As it’s stated in the official Tailwind CSS documentation, we have to follow some rules to avoid PurgeCSS removing CSS styles, which it is not supposed to remove.

<template>
  <Component
    :is="`h${level}`"
    :class="`font-light leading-tight text-${size}xl`"
  >
    <slot/>
  </Component>
</template>

In the example headline component above, we use template-strings to programmatically set the tag rendered for the component and the text size class.
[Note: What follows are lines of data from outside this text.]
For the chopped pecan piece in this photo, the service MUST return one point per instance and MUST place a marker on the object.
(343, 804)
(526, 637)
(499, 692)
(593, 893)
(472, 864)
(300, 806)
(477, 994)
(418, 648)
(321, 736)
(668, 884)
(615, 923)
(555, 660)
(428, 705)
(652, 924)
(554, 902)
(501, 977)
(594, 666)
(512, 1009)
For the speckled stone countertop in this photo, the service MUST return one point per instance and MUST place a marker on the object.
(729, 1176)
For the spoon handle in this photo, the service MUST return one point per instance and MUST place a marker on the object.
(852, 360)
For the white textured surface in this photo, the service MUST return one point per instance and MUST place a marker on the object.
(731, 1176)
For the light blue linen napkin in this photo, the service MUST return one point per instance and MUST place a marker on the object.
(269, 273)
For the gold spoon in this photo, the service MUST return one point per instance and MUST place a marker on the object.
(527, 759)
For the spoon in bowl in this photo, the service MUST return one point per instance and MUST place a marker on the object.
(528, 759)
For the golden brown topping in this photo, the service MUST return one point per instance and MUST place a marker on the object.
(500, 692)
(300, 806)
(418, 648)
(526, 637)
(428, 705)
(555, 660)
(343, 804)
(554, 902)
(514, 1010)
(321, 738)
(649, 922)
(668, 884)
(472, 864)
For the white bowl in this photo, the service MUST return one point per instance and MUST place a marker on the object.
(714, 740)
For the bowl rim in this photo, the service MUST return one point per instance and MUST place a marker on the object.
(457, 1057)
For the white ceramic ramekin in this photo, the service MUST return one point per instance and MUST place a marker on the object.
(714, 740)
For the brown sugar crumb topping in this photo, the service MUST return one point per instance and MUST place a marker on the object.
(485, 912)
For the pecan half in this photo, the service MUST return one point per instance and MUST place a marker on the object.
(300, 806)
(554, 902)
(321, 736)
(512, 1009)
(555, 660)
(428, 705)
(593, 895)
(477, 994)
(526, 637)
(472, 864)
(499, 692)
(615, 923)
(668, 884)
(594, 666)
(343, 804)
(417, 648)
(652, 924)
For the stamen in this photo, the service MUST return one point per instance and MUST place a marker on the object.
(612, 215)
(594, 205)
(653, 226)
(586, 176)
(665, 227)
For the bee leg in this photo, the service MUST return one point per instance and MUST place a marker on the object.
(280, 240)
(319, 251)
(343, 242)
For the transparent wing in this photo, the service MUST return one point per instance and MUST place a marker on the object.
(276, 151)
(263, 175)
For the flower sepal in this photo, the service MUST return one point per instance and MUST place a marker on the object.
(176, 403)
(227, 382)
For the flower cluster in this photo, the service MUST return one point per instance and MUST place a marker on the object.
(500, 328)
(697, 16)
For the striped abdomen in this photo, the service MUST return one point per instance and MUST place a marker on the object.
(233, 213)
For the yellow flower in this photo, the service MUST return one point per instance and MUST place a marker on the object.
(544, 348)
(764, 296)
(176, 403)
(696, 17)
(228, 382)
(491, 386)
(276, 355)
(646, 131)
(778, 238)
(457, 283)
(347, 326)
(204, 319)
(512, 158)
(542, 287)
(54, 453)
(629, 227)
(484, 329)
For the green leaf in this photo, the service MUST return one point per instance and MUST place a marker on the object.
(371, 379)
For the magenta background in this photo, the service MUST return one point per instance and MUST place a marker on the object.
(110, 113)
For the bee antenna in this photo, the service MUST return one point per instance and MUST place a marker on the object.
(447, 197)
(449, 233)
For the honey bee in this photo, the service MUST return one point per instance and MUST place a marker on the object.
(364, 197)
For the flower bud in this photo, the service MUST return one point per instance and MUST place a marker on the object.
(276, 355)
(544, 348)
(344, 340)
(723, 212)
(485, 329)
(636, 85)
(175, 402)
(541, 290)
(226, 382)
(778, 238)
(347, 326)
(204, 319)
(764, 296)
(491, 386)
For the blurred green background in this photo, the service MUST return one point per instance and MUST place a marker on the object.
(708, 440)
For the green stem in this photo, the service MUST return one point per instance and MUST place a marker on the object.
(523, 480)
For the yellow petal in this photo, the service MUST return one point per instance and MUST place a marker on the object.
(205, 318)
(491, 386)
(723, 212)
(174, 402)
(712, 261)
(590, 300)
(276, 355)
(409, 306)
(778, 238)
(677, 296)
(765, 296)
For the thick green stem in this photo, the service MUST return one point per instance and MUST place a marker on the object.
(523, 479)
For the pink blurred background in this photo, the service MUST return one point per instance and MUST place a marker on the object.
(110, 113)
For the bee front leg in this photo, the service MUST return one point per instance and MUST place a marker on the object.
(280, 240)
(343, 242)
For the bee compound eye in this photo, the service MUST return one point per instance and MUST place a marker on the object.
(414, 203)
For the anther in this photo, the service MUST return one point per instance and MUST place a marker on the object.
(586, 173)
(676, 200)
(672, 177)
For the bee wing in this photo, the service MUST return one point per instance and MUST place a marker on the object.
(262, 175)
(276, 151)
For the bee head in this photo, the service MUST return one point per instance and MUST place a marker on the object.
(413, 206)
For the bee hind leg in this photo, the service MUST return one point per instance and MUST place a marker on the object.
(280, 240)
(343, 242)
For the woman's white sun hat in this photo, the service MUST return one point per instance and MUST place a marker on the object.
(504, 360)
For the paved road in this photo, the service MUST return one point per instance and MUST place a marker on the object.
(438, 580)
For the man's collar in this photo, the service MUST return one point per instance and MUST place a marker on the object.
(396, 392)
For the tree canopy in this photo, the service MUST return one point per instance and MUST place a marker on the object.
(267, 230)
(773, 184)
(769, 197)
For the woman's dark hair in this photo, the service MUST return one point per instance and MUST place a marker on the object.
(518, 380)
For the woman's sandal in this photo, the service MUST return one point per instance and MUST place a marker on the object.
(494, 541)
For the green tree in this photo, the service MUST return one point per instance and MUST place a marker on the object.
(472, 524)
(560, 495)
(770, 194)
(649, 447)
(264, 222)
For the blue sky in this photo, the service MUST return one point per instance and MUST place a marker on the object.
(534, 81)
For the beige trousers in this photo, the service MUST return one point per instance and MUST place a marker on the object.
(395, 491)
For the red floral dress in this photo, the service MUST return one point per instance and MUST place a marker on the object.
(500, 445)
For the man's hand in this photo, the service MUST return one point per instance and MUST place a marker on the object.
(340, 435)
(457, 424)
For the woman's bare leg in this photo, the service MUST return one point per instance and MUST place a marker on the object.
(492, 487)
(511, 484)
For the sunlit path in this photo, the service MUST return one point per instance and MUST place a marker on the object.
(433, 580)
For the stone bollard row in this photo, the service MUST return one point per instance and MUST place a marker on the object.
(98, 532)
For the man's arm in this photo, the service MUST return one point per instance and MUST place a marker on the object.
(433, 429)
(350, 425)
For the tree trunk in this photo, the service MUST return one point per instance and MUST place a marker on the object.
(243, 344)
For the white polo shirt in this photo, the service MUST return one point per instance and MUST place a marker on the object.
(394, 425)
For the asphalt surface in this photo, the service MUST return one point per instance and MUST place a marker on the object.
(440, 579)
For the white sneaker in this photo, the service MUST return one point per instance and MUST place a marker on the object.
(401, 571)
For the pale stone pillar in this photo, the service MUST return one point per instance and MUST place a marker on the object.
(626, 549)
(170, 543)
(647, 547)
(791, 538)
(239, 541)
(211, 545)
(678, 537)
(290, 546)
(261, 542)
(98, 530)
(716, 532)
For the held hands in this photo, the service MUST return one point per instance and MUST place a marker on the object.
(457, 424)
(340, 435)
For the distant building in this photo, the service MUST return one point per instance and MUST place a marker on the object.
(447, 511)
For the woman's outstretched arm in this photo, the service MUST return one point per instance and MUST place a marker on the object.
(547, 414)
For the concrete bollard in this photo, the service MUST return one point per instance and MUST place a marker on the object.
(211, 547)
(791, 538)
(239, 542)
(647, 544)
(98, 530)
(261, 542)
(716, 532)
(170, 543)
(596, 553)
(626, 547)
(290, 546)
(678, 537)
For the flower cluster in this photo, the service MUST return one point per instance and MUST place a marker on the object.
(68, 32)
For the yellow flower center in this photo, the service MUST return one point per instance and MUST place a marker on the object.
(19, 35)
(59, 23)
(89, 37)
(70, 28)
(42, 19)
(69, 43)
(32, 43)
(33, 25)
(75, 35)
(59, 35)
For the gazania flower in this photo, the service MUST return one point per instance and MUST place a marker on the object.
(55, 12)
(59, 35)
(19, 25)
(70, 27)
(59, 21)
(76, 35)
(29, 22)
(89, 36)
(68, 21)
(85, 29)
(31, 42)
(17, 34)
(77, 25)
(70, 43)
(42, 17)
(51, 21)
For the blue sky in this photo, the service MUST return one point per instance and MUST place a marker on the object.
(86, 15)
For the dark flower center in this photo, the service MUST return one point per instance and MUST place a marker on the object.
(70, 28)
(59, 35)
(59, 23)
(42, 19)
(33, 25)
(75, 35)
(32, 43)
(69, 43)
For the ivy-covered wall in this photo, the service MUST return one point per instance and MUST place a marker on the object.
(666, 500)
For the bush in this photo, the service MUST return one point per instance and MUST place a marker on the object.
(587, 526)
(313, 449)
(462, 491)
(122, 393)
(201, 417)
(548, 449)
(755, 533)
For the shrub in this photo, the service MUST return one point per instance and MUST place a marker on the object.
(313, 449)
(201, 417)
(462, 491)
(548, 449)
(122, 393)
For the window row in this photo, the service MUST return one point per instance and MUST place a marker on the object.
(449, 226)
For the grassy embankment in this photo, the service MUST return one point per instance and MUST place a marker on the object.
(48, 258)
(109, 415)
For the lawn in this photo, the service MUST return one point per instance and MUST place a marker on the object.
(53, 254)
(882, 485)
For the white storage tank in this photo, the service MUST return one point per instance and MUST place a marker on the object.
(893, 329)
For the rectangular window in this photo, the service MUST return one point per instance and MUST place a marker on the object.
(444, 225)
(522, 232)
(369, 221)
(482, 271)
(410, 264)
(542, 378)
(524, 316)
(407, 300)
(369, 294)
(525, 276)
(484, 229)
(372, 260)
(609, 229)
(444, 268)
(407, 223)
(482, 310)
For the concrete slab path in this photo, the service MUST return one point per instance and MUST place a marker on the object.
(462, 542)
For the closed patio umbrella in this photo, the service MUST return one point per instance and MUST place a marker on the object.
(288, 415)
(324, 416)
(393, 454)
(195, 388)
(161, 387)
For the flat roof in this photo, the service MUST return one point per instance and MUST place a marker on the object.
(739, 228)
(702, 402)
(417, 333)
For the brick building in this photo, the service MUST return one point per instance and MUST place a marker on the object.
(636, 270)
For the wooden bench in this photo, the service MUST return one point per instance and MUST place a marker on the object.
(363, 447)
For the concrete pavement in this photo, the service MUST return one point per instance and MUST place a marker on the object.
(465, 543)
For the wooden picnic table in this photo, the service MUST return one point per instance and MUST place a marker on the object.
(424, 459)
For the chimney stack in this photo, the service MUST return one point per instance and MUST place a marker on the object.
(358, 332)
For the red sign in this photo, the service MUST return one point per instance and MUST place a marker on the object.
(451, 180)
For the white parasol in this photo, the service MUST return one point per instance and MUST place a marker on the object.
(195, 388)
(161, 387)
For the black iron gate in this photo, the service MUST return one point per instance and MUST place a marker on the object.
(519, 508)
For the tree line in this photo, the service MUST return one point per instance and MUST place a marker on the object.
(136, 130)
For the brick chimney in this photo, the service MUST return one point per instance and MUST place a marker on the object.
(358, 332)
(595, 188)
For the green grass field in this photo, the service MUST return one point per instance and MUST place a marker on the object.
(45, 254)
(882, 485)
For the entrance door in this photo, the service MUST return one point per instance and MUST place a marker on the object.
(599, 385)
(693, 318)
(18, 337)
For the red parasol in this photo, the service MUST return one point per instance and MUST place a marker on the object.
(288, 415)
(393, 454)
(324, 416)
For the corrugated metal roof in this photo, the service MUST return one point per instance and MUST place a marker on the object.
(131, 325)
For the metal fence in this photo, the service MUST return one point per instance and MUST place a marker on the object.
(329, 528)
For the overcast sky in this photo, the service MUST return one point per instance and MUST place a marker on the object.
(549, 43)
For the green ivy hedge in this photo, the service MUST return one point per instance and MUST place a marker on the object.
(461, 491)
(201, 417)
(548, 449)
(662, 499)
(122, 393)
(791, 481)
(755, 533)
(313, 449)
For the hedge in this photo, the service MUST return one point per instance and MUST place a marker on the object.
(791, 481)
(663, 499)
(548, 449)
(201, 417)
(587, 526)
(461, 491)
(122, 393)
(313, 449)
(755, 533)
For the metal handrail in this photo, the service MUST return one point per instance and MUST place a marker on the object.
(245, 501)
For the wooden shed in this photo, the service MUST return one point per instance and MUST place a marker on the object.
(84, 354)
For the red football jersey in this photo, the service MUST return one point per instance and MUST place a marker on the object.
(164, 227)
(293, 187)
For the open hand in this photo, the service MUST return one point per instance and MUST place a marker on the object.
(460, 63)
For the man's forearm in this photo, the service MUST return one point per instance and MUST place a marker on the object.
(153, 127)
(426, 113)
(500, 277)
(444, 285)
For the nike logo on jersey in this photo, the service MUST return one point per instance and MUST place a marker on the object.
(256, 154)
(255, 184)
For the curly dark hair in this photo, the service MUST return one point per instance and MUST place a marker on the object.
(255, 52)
This is problematic when using PurgeCSS. Because that way, it does not know that the styles for the h1-6 tags and the text-1xl, text-2xl, … classes are necessary and must not be purged.

 <template>
   <Component
-    :is="`h${level}`"
+    :is="['h1', 'h2', 'h3', 'h4', 'h5', 'h6'][level - 1]"
-    :class="`font-light leading-tight text-${size}xl`"
+    class="font-light leading-tight"
+    :class="[
+      ...(size <= 1 ? ['text-1xl'] : []),
+      ...(size === 2 ? ['text-2xl'] : []),
+      ...(size === 3 ? ['text-3xl'] : []),
+      ...(size === 4 ? ['text-4xl'] : []),
+    ]"
   >
     <slot/>
   </Component>
 </template>

Unfortunately, this approach is a lot more verbose than the initial solution, but this is one of the tradeoffs we have to take when using PurgeCSS.

Keep in mind that every CSS class or HTML tag has to appear as plain text string somewhere in your Vue.js components if you don’t want PurgeCSS to remove the corresponding styles.

Wrapping it up

Although setting up Tailwind CSS to work with Vue.js is rather straightforward, things become a little more tricky after also adding PurgeCSS into the mix.